After the above process, the images recorded by the radiologist for CAD evaluation were reviewed by a resident with 2-year training experience of US, who was blinded to the results of the experienced radiologist and deep learning-based CAD, as well as the medical histories of the patients.

Statistical analysis

The pathological results of all of the lesion biopsies were obtained afterwards. For further statistical analysis, the BI-RADS subcategorizations of the doctors were transferred to a dichotomic form with a cutoff value of 4a for benign and malignancy. The BI-RADS 3 were deemed as benign lesions, and BI-RADS 4a, 4b, 4c and 5 were deemed as malignant lesions (18,19). The statistical procedure was conducted on the SPSS software (SPSS 19.0, IBM). The overall diagnostic performance of deep learning-based CAD was evaluated using sensitivity, specificity, PPV, negative predictive value (NPV), and area under the receiver operator characteristics curve (AUC). For each histological subtypes of breast lesions, the diagnostic accuracy of deep learning-based CAD was calculated and compared with the results of the two radiologists by chi-square test. In this study, statistical significance was considered when the p-value was less than 0.05.

Results

A total of 448 focal breast lesions were examined and classified by the experienced radiologist, deep learning-based CAD, and the in-training resident respectively.
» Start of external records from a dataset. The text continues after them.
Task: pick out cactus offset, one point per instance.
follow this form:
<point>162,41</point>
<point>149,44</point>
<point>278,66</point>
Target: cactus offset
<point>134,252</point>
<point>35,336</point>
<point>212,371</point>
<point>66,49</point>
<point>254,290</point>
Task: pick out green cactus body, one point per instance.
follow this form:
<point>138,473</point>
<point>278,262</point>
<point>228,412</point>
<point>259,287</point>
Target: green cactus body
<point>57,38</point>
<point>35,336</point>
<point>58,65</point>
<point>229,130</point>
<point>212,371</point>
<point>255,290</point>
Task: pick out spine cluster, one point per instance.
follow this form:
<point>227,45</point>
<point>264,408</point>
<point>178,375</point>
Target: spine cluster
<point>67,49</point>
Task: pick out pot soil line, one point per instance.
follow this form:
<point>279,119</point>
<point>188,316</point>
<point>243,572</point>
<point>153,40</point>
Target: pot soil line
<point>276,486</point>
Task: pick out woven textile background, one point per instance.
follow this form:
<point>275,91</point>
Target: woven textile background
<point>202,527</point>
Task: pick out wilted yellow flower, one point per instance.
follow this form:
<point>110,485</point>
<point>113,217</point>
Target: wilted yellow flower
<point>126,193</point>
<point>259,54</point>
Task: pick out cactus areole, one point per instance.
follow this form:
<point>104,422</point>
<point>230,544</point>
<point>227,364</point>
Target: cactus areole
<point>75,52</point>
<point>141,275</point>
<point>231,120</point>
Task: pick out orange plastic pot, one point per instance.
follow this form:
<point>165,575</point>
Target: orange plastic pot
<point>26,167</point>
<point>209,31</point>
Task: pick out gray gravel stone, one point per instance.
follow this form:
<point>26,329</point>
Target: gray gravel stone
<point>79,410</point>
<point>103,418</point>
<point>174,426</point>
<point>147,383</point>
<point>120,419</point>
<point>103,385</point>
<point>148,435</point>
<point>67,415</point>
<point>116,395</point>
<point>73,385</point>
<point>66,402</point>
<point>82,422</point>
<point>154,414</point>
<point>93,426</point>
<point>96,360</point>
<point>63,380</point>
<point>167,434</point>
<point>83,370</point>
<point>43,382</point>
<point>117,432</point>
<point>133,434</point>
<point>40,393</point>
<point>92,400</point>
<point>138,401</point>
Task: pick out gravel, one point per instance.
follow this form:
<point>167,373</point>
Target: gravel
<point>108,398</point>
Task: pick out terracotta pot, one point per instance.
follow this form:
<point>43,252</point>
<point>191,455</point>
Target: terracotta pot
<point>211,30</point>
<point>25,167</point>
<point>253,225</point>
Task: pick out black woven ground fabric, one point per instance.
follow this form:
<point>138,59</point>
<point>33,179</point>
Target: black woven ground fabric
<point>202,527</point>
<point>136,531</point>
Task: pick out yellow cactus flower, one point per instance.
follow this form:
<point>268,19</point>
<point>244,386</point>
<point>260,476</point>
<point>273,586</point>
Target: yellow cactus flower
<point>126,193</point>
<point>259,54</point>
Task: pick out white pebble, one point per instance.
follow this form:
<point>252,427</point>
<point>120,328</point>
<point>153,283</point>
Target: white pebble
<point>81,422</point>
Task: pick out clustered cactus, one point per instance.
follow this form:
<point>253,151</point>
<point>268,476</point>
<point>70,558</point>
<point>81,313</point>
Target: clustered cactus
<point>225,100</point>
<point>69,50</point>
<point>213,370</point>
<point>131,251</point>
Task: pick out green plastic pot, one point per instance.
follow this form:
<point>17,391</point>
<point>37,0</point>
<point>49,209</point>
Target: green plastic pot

Among these lesions, 218 of the lesions were histopathologically proved as malignant masses, including invasive ductal carcinoma (not otherwise specified), invasive lobular carcinoma, ductal carcinoma in situ (DCIS), mucinous carcinoma, malignant phyllodes tumors, encapsulated papillary carcinoma, apocrine carcinoma, metaplastic carcinoma, adenocarcinoma with spindle cell metaplasia, and diffuse large B-cell lymphoma. Two hundred and thirty lesions were identified as benign ones, including adenosis, sclerosing adenosis, fibroadenoma, intraductal papillary tumor, inflammation, benign phyllodes tumor, adiponecrosis, and non-specific breast tissues (Table 1).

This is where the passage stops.